日米が緊迫の救護訓練 宮古島で初のレゾリュート・ドラゴン 嘉数市長が現場を視察 オスプレイ搬送は天候不良で中止
自衛隊と米海兵隊による日米共同の実働訓練「レゾリュート・ドラゴン26」(RD)の27日、上野の陸上自衛隊宮古島駐屯地では沖縄近海で発生した地震、津波による被害を想定した共同衛生訓練、総合衛生の救護所の開設した対処訓練が行われた。日米から約90人が参加し、被災した負傷者を治療し、重傷者らは救急車に乗せるまでの訓練を実施。宮古島市で初となる日米共同訓練には嘉数登市長も視察に訪れ、、内容の説明を受けた。28日は陸自の垂直離着陸機V22オスプレイで宮古空港から沖縄本島まで負傷者を運ぶ訓練が予定されている。
同訓練は共同調整所の運営、共同衛生、患者搬送、物資補給や輸送などを主眼に、宮古島をはじめとする先島諸島一帯で25日から29日までの5日間の日程で進められている。
27日の訓練には日本側から宮古警備隊、宮古島駐屯地業務隊、那覇から駆け付けた第15後方支援隊の衛生隊が参加。米側からは第3海兵隊兵隊群が加わり、同分屯基地の体育館内に救護所を共同で立ち上げた。
訓練が始まると、次々と運び込まれる負傷者に対し、日米の医官や衛生兵らが緊密に連携。トリアージに基づき、軽傷者から生命に関わる重傷者まで迅速に治療を施した。頭部外傷などの重傷者役は担架に乗せられ、日米2人ずつで編成された救護員の手によって、本番さながらの緊迫感の中で体育館入り口の救急車へと速やかに搬送された。

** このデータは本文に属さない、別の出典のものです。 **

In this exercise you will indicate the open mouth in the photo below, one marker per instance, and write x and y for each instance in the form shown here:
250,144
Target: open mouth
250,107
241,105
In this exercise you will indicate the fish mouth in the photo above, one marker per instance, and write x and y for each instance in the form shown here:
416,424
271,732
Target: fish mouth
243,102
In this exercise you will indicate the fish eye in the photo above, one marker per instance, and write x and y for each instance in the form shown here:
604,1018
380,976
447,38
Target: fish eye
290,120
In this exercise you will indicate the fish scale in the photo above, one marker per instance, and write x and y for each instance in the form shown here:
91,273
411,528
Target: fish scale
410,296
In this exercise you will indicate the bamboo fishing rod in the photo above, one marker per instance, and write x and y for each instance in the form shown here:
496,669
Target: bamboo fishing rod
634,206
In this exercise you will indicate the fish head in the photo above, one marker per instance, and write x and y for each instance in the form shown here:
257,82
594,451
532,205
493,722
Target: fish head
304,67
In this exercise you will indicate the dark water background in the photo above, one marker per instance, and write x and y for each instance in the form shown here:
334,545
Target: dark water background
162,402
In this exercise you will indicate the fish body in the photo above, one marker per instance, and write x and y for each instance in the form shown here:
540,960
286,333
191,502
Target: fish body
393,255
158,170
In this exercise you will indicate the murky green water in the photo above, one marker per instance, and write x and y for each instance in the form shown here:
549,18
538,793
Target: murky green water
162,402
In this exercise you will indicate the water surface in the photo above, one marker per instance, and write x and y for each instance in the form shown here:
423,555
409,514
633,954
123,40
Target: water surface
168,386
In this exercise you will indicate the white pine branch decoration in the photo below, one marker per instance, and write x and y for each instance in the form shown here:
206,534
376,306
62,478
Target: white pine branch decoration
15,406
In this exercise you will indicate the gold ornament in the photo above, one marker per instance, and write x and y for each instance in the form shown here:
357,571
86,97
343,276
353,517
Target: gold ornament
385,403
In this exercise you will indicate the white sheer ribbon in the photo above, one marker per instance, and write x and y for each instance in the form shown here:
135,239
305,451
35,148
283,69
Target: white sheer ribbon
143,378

当初の計画では、救急車で同分屯基地から宮古空港へと患者を移送したのち、陸上自衛隊の垂直離着陸機V22オスプレイに搭乗させて沖縄本島まで空路搬送する大規模なルート確認が行われる予定だった。しかし、この日は天候不良のためにオスプレイが宮古島へ飛来できず、空港への移送と空路搬送は断念。分屯基地内で救急車に負傷者を収容するまでの地上訓練に切り替え、手順の確認にとどめた。
救急車には救護員の自衛隊2人、米軍2人が持った担架で頭部外傷などの負傷者が乗せられた。本番さながらに連携して運び、搬送のルートを確認していた。
視察に訪れた嘉数市長は、油圧式カッターやエアジャッキ、探索用音響探知機、救護所用救命セットなどが詰め込まれた自衛隊の「人命救助システム」や、組み立て式簡易トイレなどの各種装備について隊員から説明を受けた。その後、救護所内で日米の医療スタッフが国境を越えて熱心に治療にあたる姿を見学し、離島特有の大規模災害時における救、医療連携の重要性を確認していた。